In vitro inhibition, by XueBiJing compounds, of human drug metabolizing enzymes and transporters.
| Drug metabolizing enzymes [substrate→metabolite] or transporters [substrate] | IC50 values of XueBiJing compounds (μmol/L) |
||||||
|---|---|---|---|---|---|---|---|
| X3 | X7 | X8 | X9 | X10 | X11 | X12 | |
| CYP2C9 [MFC→HFC] | 93 ± 18 | – | – | – | 75 ± 13 | – | – |
| CYP2C19 [CEC→CHC] | – | – | – | – | 19 ± 4 | – | – |
| UGT1A1 [E2→E23βG] | – | – | – | – | 10 ± 1 | – | – |
| UGT1A6 [4-MU→4-MUG] | – | – | – | – | 15 ± 1 | – | – |
| UGT1A9 [4-MU→4-MUG] | 74 ± 20 | – | – | – | 3 ± 1 | – | – |
| UGT2B15 [SENI→S7G] | – | – | – | – | 92 ± 25 | – | – |
| OATP1B1 [E217βG] | – | – | – | – | 38 ± 3 | – | – |
| OATP1B3 [E217βG] | – | – | – | – | 18 ± 4 | – | – |
| OAT1 [PAH] | – | 11 ± 3 | 78 ± 14 | 106 ± 26 | – | – | 2 ± 0 |
| OAT2 [prostaglandin F2α] | – | 51 ± 5 | – | – | – | – | 12 ± 1 |
| OAT3 [estrone-3-sulfate] | – | – | – | – | 31 ± 8 | 28 ± 7 | – |
Using pooled human liver microsomes, the XueBiJing compounds X3 and X10 (each at 100 μmol/L) exhibited the percentage inhibition of CYP2C9 60 ± 3% (by preincubation with NADPH)/56 ± 0% (by preincubation without NADPH) and 50 ± 3%/79 ± 2%, respectively.
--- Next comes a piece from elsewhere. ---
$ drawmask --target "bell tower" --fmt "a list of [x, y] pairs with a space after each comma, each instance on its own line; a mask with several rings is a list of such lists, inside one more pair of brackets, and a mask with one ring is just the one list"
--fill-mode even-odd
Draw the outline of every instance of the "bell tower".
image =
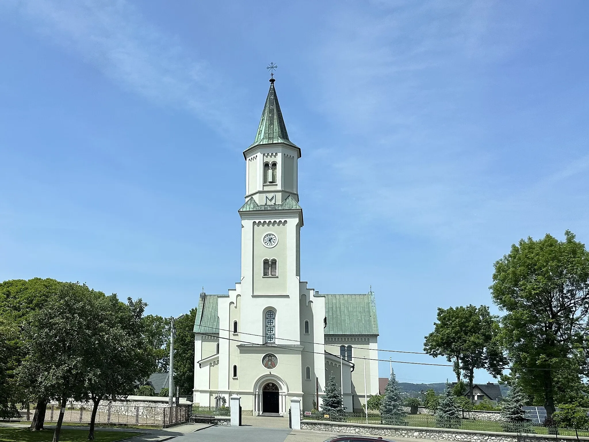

X10 (at 100 μmol/L) exhibited such percentage inhibition of CYP2C19 68 ± 16%/77 ± 11%. X3, oxypaeoniflorin; X7, senkyunolide G; X8, tanshinol; X9, 3-O-methyltanshinol; X10, salvianolic acid B; X11, protocatechuic acid; X12, ferulic acid; CEC: 3-cyano-7-ethoxycoumarin; CHC: 3-cyano-7-hydroxycoumarin; HFC: 7-hydroxytrifluoromethylcoumarin; MFC: 7-methoxy-4- trifluoromethylcoumarin; E2: β-estradiol; E23βG: β-estradiol-3-(β-d-glucuronide); 4-MU: 4-methylumbeliferone; 4-MUG: 4-methylumbelliferyl-β-d-glucuronide; SENI: senkyunolide I; S7G: senkyunolide I-7-O-β-glucuronide; E217βG, estradiol-17β-d-glucuronide; PAH, para-aminohippuric acid. Data are expressed as the mean ± SD (n = 3).